Angreifen ist Pflicht

Im direkten Duell werden die drei US-Leader Fahrer wie Seixas und del Toro kaum distanzieren – ebenso wenig wie Tom Pidcock, Ben Healy oder Evenepoel. Auf einen Sprint zu setzen, ist weder sicher noch stark. Del Toro, Evenepoel und Pidcock sind auf einer ansteigenden Zielgeraden ausgewiesene Finisher; Paul Seixas ist ebenfalls schnell. Weder McNulty noch Simmons gelten hier als erste Wahl.
Im Gegenteil, im offenen Schlagabtausch drohen sie gegen diese Namen zu verlieren. Antizipation ist gefragt, idealerweise abseits des Hauptanstiegs, denn dort lassen sich Attacken für die Favoriten leichter kontrollieren. Die USA dürften eine Gruppe mit Shmidt oder Warbasse suchen, frühe Moves mit Quinn, Sheehan und Vermaerke besetzen, während die drei Kapitäne in den letzten zwei Rennstunden – ab etwa 80 Kilometern vor dem Ziel – nach vorn rücken.
Simmons und McNulty sind die Schlüsselakteure, gemessen an ihrer Kanada-Form, ihrer Stärke nicht nur am Berg, sondern auch auf Flachstücken und in Abfahrten. Zudem stehen ihre Namen nicht so im Fokus wie Evenepoel, Wout Van Aert oder Mathieu van der Poel. Das eröffnet ihnen Chancen, die Konkurrenz zu überraschen.
Losgelöst von UAE-Teamaufgaben hat McNulty eine seltene Gelegenheit auf das Regenbogentrikot – auf einem Kurs, den er 2025 gewonnen hat. Er könnte zudem auf Allianzen mit Teamkollegen aus dem UAE-Handelsteam hoffen. Simmons wiederum glänzt in harten Rennen, in denen Ausdauer und wiederholte Antritte zählen.

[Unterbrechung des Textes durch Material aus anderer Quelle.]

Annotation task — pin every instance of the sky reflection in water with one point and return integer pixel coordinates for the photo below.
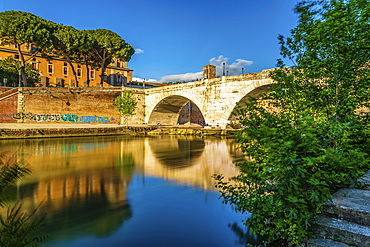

Der US-Meister wurde im Vorjahr Vierter bei Il Lombardia, nach einem Tag in der Flucht – perfekte Antizipation auf einem Parcours für reine Kletterer. Beide haben 2025 und 2026 gezeigt, dass der Kurs in Montréal ihnen liegt. Sie zählen zu den gefährlichsten Außenseitern für den Sieg bei dieser Weltmeisterschaft.